Peut-on dire que la logique d’exposition zéro résulte d’un manque de connaissances sur les PE ?
Choisir une logique de gestion par la dose limite nécessite en effet d’avoir une connaissance excellente des effets et mécanismes aux très faibles doses, des synergies éventuelles entre substances, ce qui implique de réaliser énormément d’études sur des effectifs considérables. Il faudrait poser la question aux parlementaires qui ont pris cette décision, mais il est clair qu’autoriser l’utilisation de substances dangereuses, dans un contexte où la logique de seuil est fragile et où ces seuils éventuels sont difficiles et très chers à identifier, fait courir un risque sanitaire à la société. Mon interprétation est que les décideurs sont davantage prêts à le courir pour des substances ayant un bénéfice sociétal important, comme des médicaments, que pour des substances moins essentielles ou plus facilement substituables comme les pesticides.

Les industriels ne pourraient-ils pas pâtir de cette logique ?
Il est possible qu’un industriel dont le pesticide serait interdit subisse des conséquences économiques négatives à court terme, si jamais il n’a pas d’autre produit plus sûr à proposer. Une autre question est de savoir si la société européenne dans son ensemble pâtirait. Ce qui est sûr est qu’elle paye un très lourd tribut sanitaire et financier de l’exposition aux perturbateurs endocriniens, de l’ordre de 100 à 200 milliards d’Euros par an, du fait des effets sanitaires induits.
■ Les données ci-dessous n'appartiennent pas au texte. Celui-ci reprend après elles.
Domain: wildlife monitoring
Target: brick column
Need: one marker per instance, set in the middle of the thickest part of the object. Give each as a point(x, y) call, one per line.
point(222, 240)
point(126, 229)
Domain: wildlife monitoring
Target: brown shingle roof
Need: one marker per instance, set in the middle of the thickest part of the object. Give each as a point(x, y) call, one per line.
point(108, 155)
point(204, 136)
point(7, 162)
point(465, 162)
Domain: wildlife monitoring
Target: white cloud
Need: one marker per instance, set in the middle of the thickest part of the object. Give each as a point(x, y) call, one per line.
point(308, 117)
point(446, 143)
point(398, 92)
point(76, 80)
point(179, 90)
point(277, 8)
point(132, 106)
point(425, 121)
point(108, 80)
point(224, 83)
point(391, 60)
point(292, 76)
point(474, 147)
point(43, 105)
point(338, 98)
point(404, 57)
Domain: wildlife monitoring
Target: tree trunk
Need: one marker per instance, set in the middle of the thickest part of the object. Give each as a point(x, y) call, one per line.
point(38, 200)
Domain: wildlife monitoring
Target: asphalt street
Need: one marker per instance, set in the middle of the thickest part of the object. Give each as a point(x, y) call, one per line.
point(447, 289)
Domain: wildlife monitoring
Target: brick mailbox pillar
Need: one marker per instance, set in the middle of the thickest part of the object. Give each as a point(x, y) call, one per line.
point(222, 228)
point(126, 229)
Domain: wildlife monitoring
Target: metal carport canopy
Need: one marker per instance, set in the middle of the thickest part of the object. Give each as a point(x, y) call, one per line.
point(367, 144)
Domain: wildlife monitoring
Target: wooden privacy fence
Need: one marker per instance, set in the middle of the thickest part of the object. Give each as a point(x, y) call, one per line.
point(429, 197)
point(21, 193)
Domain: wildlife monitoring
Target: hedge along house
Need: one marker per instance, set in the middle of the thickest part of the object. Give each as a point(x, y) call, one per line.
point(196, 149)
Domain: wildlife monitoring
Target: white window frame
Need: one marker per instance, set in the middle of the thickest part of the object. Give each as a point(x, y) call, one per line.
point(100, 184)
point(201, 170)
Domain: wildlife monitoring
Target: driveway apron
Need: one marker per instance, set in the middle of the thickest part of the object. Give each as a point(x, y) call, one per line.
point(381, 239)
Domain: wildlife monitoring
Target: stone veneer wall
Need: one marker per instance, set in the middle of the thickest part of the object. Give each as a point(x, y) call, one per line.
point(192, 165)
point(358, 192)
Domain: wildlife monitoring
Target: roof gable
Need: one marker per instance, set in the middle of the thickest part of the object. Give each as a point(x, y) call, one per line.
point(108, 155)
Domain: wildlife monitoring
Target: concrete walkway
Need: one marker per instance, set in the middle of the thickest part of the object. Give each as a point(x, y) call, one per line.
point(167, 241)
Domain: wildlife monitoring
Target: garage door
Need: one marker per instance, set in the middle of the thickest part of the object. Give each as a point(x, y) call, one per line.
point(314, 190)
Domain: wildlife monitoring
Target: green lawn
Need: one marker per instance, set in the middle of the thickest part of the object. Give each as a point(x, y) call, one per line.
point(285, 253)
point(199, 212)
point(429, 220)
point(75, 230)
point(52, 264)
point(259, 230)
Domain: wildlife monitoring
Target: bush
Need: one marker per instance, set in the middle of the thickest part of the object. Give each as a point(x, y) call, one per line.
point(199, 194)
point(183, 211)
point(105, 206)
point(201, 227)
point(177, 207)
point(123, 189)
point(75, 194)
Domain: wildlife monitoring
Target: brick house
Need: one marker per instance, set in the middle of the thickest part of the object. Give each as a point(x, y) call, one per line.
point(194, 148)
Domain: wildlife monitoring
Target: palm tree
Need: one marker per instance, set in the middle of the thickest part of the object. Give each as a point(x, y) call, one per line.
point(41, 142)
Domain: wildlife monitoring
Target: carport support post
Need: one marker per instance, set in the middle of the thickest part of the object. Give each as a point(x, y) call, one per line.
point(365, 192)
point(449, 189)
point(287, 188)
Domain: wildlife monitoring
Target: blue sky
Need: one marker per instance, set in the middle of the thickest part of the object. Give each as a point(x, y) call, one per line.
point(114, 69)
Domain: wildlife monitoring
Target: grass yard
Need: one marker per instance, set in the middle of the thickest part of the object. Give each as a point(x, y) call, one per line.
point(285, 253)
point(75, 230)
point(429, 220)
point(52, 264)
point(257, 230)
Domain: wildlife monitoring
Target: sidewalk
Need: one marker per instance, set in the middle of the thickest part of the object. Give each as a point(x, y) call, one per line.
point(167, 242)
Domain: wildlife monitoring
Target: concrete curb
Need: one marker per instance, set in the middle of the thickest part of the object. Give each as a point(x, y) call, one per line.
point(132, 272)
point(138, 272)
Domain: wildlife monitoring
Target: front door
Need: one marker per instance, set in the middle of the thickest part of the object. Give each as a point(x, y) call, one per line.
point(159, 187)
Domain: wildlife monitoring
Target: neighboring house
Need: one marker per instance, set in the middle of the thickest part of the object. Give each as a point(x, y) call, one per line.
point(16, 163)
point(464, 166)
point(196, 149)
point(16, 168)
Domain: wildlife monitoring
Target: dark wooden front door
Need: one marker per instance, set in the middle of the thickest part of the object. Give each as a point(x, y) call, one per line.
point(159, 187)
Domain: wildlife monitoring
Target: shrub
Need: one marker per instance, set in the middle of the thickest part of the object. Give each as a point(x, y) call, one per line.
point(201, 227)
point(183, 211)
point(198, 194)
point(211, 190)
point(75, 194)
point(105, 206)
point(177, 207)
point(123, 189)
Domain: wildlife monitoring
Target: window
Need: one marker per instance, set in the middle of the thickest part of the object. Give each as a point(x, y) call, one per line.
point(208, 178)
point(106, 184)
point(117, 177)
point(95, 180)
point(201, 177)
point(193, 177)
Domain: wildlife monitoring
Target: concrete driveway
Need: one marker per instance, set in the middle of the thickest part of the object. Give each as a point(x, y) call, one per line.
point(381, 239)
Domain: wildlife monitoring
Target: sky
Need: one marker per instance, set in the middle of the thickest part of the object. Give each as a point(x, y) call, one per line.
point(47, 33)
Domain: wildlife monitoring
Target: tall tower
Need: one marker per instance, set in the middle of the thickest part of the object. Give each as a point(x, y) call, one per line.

Cela inclut tous les perturbateurs endocriniens probables sur lesquels on a des données, qu’ils soient autorisés ou interdits (mais toujours présents dans notre environnement ou notre organisme), mais une part non négligeable concerne des pesticides encore autorisés. Restreindre l’utilisation d’un produit avec des conséquences néfastes sur la santé, si cela peut avoir des conséquences économiques à court terme pour son producteur, peut avoir des conséquences positives sur les concurrents ayant des produits plus sûrs, ainsi, surtout, que sur la santé humaine. L’histoire montre que l’on est généralement parvenu à trouver des solutions après avoir identifié les dangers d’une substance. C’est le cas de l’interdiction du plomb dans l’essence (en 2000 en France), qui n’a pas empêché le trafic routier d’augmenter, ou des PCB (interdits en 1987).